Elastic Cloud Architecture Selection and System Requirements Suggestion

Hey there,

I just tried Elastic Cloud service and looks like it meets my expectations. I want to ask some questions before further steps.

I've got approximately 600GB of data currently, which strictly defined as "keyword" mapping for all of the fields. My data may be grow up to 1.4TB -even may be more in the future- and needed to be actively searchable in all indices. I can't decide some questions on my own. So I need suggestions about;

1- I liked the "Hot-Warm Architecture" with high storage offering. But I think, I need an architecture with no-warm nodes. As I said before, I need to actively search inside all indices with high search speed. Should I choose "I/O Optimized Architecture" instead of this?

2- If I need further storage in the future, can I easily increase the size of nodes or append new nodes without a need of extra configuration? Is Elastic Cloud supports distribution of data with the old nodes and the new? Like automatic reorganizing?

3- I really don't understood about "Fault Tolerance". Is that means, creating a new data node for replica shard usage only? Or, synchronizes my primary shards on my current data node with another machine in another zone - If your current data machine went down, it automatically serve you from our backup machine in another zone - status?

Thanks,

Note: I previously open a topic inside 'Elasticsearch' with same text. But after I found this section, I thought that my topic is more appropriate for here.Flagged old topic by, "Content on wrong section" already, but didn't get any response to this. So, I reopened it again here.

This forum focuses on the infrastructure ("ECE") that we use to power Elastic Cloud ("ESS" for Elasticsearch Service) (but can also be downloaded to use as a standalone "cloud")

Since the answers apply to ECE as well, I'll respond (note that general support for ESS is available in https://cloud.elastic.co/help:

1] For general purpose applications we recommend high-IO (default with SSD on ECE). Hot-warm is really for logging use cases where you're going to have loads of data that you don't search very often

2] On both ECE and ESS, to increase the capacity, you just up the slider which will either up the capacity of the node or add a new node (currently on ESS it will keep upping the node size until it hits 64GB then add new 64GB nodes; on ECE you have more control over node capacity increase vs additional nodes)

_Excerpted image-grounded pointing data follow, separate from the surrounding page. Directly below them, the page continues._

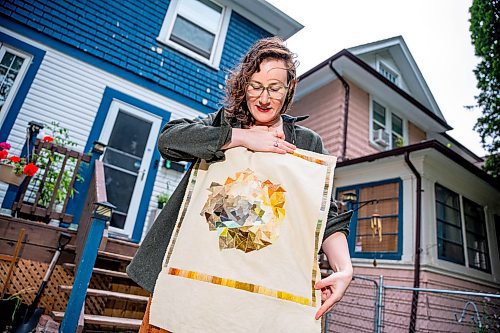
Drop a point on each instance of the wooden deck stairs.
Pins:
(114, 303)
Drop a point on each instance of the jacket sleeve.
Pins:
(192, 139)
(335, 222)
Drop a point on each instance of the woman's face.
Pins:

The capacity increase is non-interruptive (provided you have fault tolerance enabled, see below) and data will automatically rebalance across any new nodes (in fact just using the configurable ES settings for rebalancing)

3] Fault-tolerance means: for a given size you select on the slider in the UI (eg 16GB, 64GB etc), you get that amount of capacity in either 2 zones or 3 zones (depending on which you pick).

So for example, if you select 32GB capacity and 2 zones, then you will get one 32GB instance in zone1 (eg us-east-1a), another 32GB instance in zone2 (and then a small 1GB "no data tiebreaker" in zone3)

We then use the ES feature "zone awareness" to ensure that (under normal operation) each zone gets one replica of each shard (this assumes you configure the replicas per index correctly, eg using the default of 1 for 2HA, setting to 2 for 3HA).

This means that if one zone goes down (or more usually one of the servers inside the zone), the data will remain available while our infrastructure automatically brings up a new server and moves your dead instance to that (where it then reloads its data via Elasticsearch replication).